問題文
宅地建物取引業法第35条に規定する重要事項の説明に関する次の記述のうち、正しいものはいくつあるか。なお、説明の相手方は宅地建物取引業者ではないものとする。
ア ガス配管設備等に関して、住宅の売買後においても宅地内のガスの配管設備等の所有権が家庭用プロパンガス販売会社にあるものとする場合には、その旨を説明しなければならない。
イ 重要事項の説明を行う宅地建物取引士は専任の宅地建物取引士でなくてもよいが、書面に記名する宅地建物取引士は専任の宅地建物取引士でなければならない。
ウ 区分所有建物である事務所ビルの一室の売買の媒介を行う場合、当該1棟の建物及びその敷地の管理が委託されているときは、その委託を受けている者の氏名(法人にあっては、その商号又は名称)及び住所(法人にあっては、その主たる事務所の所在地)を説明しなければならない。

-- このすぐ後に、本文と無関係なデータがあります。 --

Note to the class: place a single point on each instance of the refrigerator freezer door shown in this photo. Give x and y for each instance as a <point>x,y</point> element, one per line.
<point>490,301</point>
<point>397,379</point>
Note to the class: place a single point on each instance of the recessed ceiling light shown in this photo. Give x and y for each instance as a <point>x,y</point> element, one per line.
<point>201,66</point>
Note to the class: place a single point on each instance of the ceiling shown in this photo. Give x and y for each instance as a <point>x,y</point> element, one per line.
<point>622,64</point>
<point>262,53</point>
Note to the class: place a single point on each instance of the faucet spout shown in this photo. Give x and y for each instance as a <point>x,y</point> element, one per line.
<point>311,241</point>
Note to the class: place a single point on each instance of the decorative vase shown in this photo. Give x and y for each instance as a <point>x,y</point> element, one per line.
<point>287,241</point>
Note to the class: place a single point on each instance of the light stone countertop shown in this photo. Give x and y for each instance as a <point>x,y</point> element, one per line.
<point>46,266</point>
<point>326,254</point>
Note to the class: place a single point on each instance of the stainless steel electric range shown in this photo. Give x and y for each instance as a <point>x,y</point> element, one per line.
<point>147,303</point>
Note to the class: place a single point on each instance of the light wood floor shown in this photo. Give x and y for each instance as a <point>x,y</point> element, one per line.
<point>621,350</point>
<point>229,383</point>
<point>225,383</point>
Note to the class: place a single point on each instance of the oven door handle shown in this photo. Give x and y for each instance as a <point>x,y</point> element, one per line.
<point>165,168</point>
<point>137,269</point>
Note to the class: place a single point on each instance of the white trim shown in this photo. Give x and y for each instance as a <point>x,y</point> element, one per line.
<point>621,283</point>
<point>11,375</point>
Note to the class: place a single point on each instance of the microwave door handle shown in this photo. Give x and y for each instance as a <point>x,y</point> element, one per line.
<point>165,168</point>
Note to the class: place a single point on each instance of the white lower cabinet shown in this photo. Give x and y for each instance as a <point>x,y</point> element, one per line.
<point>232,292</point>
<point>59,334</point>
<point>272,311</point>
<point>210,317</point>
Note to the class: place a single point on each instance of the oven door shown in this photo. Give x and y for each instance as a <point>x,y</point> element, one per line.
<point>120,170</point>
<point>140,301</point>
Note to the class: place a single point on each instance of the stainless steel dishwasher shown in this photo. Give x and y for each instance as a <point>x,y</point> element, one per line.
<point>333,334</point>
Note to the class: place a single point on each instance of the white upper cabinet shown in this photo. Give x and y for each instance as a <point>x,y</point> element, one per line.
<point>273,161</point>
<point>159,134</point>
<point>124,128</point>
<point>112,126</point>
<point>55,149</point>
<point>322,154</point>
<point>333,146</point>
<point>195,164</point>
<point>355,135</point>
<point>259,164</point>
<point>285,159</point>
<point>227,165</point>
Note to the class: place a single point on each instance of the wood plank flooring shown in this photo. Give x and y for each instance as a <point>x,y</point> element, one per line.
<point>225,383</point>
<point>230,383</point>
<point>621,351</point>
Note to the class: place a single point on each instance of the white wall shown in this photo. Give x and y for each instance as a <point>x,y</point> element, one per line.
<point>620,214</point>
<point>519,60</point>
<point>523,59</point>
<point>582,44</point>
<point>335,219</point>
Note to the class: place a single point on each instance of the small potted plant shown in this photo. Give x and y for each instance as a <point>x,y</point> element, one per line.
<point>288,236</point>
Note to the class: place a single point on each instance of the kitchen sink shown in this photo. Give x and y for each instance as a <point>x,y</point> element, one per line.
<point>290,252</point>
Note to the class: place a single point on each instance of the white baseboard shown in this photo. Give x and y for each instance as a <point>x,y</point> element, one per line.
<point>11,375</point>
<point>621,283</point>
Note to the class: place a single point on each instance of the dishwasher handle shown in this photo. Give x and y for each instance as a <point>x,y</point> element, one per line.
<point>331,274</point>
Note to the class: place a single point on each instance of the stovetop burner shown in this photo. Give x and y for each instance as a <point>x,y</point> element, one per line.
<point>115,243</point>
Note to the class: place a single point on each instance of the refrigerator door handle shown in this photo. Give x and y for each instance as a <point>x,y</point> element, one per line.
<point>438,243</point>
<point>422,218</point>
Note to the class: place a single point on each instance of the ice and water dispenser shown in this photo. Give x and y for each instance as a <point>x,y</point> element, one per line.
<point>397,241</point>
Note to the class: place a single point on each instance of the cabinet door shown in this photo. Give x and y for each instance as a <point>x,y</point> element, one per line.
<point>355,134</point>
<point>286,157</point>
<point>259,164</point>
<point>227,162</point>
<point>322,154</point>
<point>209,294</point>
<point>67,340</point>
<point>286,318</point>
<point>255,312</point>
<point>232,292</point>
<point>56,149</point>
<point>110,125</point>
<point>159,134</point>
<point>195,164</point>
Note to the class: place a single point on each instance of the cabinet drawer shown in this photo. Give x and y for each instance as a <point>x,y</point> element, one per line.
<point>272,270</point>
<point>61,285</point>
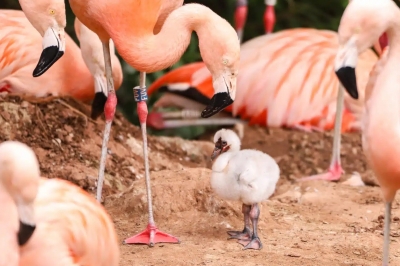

エ 区分所有建物である中古マンションの一室の売買の媒介を行う場合、当該1棟の建物の計画的な維持修繕のための費用の積立てを行う旨の規約の定めがあるときは、その内容及び既に積み立てられている額について説明しなければならない。
1.一つ
2.二つ
3.三つ
4.四つ
解説
ア 正しい。
住宅の売買後も宅地内のガス配管設備等の所有権が家庭用プロパンガス販売会社にある場合は、その旨を重要事項として説明しなければならない。買主に将来特別な費用負担が生じる可能性があるためである。
イ 誤り。
「専任の」が誤りである。35条書面への記名も重要事項説明も、専任の宅地建物取引士である必要はなく、その業務を行うべき宅地建物取引業者に勤務する宅地建物取引士であれば足りる。
ウ 正しい。
区分所有建物の売買・貸借において、1棟の建物と敷地の管理が委託されている場合、その委託を受けている者の氏名・住所、法人なら商号又は名称と主たる事務所の所在地は重要事項説明の内容となる。事務所ビルの一室の売買の媒介でも説明が必要である。
エ 正しい。
区分所有建物の売買において、計画的な維持修繕のための費用の積立てを行う旨の規約の定めがあるときは、その内容と既に積み立てられている額を説明しなければならない。